Je tends le bras pour attraper ma cigarette électronique. Je la porte à ma bouche et aspire la vapeur.

Une vie en enfer

Enfer

Enfer

J’ai passé 5 jours en enfer, et j’espère que je vais avoir un peu de répit. Ce matin, au réveil, la sérénité était là, dans l’espoir qu’elle dure au moins toute la journée.

Les dimanches sont toujours particuliers à vivre, surtout lorsque l’on est seul. Mes parents sont partis samedi en vacances. Mon père me demande toujours si je veux venir. A chaque fois je lui réponds négativement. J’ai des angoisses lorsque je m’éloigne trop de mon domicile, à plus de 45 minutes de route en voiture. Cela fait des années que je n’ai pas vu la mer.

Ces 5 derniers jours, j’étais comme tétanisé par les angoisses. Le moral était au plus bas. J’en ai vraiment bavé, comme en enfer. Des flashs de pensées désagréables n’arrêtaient pas de m’assaillir.

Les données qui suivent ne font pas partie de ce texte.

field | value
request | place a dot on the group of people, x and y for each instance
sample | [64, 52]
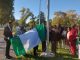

Et puis ce matin, les choses se sont un peu remises en ordre. J’ai allumé la télévision. Les chaines d’information passaient en boucle des reportages sur la rentrée scolaire. J’ai eu un peu de nostalgie pour cette époque.

Mon cerveau a fait aussi sa rentrée, en me sortant de l’enfer, pour le plus longtemps possible, je l’espère. Je sais bien malheureusement, que ce n’est qu’un répit de quelques jours au mieux.

Demain, je ne sais pas si je vais réussir à aller à l’association de patients. Cela me ferait pourtant du bien, mais il faut que je prenne le bus.

Il y a aussi ma psychiatre que je dois revoir, après ses deux mois de congés. J’ai beaucoup de choses à lui dire. Elle n’a pas de secrétariat, c’est donc toujours compliqué pour prendre un rendez-vous.

Je regarde par la fenêtre et je vois un ciel gris, qui se confond avec les toitures foncées des habitations. C’est un peu triste. Heureusement, il y a un peu de vert, cela fait comme une peinture impressionniste.